Mark Bittman writes a regular Op-Ed column about food for the New York Times in which he explores the connections between food, health and the environment. In town this week for a Seattle Arts & Lectures talk titled "The Future of Food," he also answered questions from the audience.
Some excerpts:
You say that the 800-pound gorilla in the future of food is politics.
In California right now, there's Prop 37, that would require labelling of food that contains GMOs [genetically modified organisms]. Right now, it has a 45 point lead in the polls, and if it passes, Big Food will have to rethink its recipes because the public isn't going to buy genetically mpodified food. Transparency is the answer. The more you know, the angrier you're going to be.
What about the Stanford study that questioned the benefits of "organic" farming?
A blow to good research. I think we'll find out that a lot of the funding came from the processed-food industry.
Spokesmen for industrial food say it's the only way to grow enough food to feed the planet's nine billion people.
Human history is 200,000 years old. Agriculture is 5,000 years old. Industrial agriculture is 75 years old. We don't even know if small scale ag is sustainable. But we know industrial ag is inefficient, and poisoning the planet besides.
What would you like to see in the future?
We need to eat less junk. Part of that is personal responsibility, but the government can help. Smoking, child labor laws, police and fire, sewers. Those are major public health issues. Banning big gulp sodas a step in the right direction. We need a soda tax. Obesity is a $150 billion health pandemic. We're all paying for that.
Isn't the ban on Big Gulp soda in New York an example of Nanny State intrusion?

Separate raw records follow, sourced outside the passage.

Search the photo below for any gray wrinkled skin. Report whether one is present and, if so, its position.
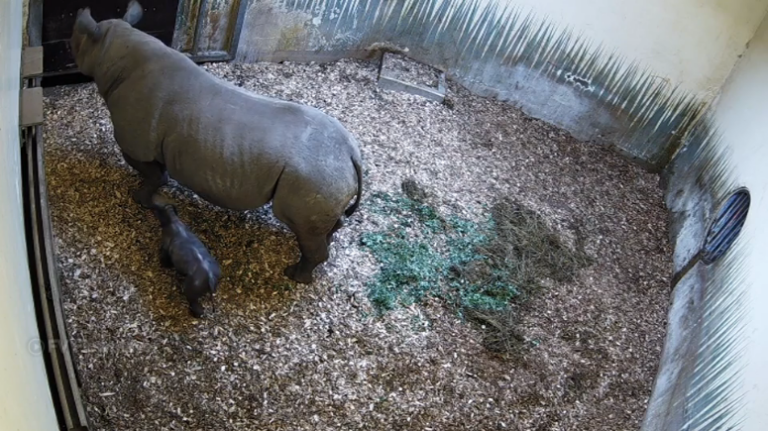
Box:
[71,1,362,283]
[151,195,221,318]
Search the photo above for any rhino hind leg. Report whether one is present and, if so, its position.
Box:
[283,234,328,284]
[123,153,168,208]
[325,219,344,245]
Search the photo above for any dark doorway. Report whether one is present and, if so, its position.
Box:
[38,0,179,87]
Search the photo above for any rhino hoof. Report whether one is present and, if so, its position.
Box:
[283,264,312,284]
[189,302,205,319]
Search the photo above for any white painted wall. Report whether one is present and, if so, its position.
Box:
[480,0,768,99]
[0,0,58,431]
[704,13,768,431]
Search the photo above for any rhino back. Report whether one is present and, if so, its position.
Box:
[101,25,359,209]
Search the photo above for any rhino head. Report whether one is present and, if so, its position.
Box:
[70,0,143,77]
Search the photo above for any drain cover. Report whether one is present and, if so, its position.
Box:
[701,189,751,265]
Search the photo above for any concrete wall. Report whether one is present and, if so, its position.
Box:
[0,0,58,431]
[216,0,768,168]
[645,11,768,431]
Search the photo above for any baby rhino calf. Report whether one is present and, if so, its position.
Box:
[152,193,221,318]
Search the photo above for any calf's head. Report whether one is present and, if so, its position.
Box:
[70,0,143,77]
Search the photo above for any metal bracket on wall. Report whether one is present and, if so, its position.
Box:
[19,46,43,128]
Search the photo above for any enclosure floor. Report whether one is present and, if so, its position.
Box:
[45,61,671,431]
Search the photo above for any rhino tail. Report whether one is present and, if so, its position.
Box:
[344,156,363,217]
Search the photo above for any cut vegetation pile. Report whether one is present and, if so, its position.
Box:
[361,179,590,352]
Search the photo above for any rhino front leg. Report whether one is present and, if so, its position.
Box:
[123,153,168,208]
[284,235,328,284]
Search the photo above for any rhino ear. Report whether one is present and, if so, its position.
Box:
[75,8,101,40]
[123,0,144,26]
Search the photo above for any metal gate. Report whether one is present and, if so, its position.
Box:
[172,0,248,62]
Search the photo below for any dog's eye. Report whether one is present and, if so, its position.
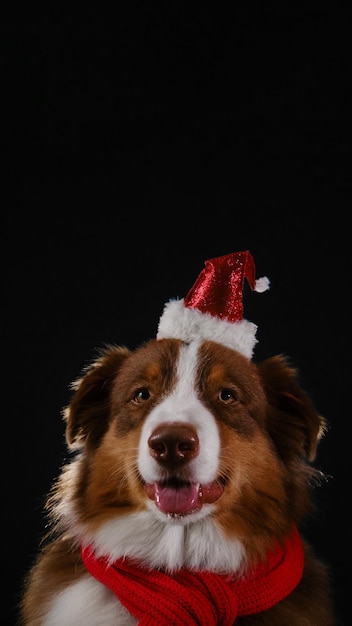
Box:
[133,387,150,404]
[218,389,237,404]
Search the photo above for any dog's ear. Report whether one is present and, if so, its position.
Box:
[258,355,326,463]
[63,346,130,449]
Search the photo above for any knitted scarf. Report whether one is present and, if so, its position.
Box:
[81,527,304,626]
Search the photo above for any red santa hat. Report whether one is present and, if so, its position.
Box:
[157,250,270,359]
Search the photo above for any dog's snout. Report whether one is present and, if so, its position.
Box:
[148,423,199,466]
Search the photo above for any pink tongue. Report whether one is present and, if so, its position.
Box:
[154,483,202,515]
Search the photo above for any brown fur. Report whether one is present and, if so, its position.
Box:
[21,340,334,626]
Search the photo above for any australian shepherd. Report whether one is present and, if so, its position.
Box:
[21,338,334,626]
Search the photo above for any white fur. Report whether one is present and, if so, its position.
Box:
[157,299,257,359]
[138,342,220,484]
[43,575,137,626]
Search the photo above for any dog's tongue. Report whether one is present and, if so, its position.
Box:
[146,481,223,515]
[155,483,202,515]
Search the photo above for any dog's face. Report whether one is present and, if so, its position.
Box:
[54,339,324,568]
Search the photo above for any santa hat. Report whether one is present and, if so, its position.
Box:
[157,250,269,359]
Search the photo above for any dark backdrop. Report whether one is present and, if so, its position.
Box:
[1,2,351,626]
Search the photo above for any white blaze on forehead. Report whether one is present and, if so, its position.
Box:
[138,342,220,484]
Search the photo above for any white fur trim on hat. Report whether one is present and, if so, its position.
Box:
[157,298,257,359]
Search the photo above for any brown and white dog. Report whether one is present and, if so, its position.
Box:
[21,251,334,626]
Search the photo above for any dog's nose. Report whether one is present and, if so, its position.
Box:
[148,422,199,466]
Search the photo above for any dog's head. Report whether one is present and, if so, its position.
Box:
[55,339,324,564]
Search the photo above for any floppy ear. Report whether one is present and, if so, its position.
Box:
[258,355,326,463]
[63,346,130,449]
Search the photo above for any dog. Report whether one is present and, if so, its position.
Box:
[20,251,334,626]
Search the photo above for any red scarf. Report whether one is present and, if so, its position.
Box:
[81,528,304,626]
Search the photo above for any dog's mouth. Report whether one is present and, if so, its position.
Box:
[144,478,224,516]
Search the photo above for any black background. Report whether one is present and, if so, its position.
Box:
[1,2,352,626]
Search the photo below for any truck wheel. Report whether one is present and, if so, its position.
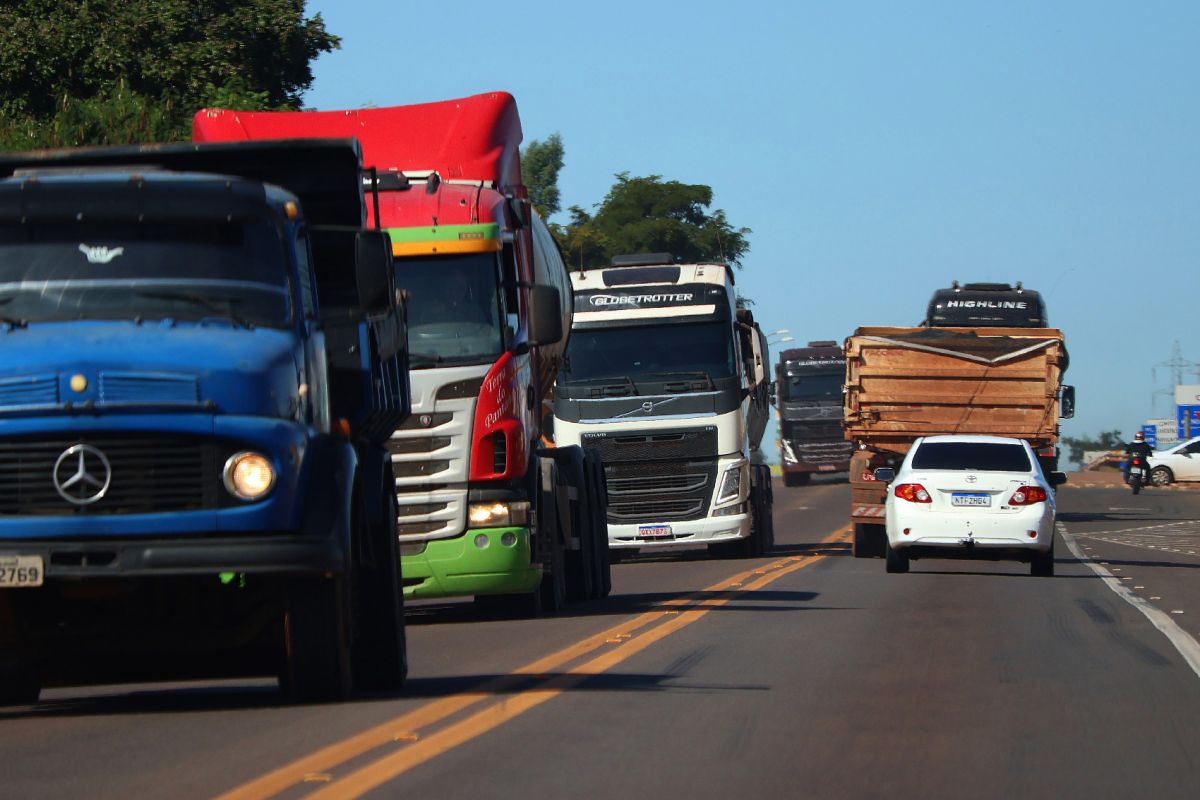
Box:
[584,450,612,599]
[350,484,408,691]
[0,661,42,706]
[283,576,352,703]
[558,455,600,602]
[883,540,908,572]
[851,522,888,559]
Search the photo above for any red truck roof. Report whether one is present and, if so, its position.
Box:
[192,91,526,197]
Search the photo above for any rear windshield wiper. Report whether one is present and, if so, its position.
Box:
[138,290,253,329]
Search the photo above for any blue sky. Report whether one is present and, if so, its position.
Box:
[305,0,1200,455]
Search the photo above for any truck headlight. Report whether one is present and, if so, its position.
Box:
[716,464,745,505]
[467,500,529,528]
[223,451,275,500]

High fructose corn syrup has added 200 calories a day to the American diet. Banning Big Gulp sodas may be a slippery slope, but it's the beginning of better public health policy. We have to stop marketing junk food to kids, on TV and on the Internet. It should be illegal to sell soda in schools. We should tax soda and demonize it like tobacco. Hell, we shold demonize bad food in general.
Some years ago, by your own account, you were overweight, you were sleeping badly, and your doctor told you to go on a vegan diet.
I wasn't going to follow his advice, not the vegan part, but I did work out a solution that I called Vegan Before 6. No "white food," no processed food before dinner. Then I ate whatever I wanted. After six weeks I'd lost 35 pounds, my cholesterol was back to normal, and I went back to running again. It's a diet that worked for me, maybe not for everyone.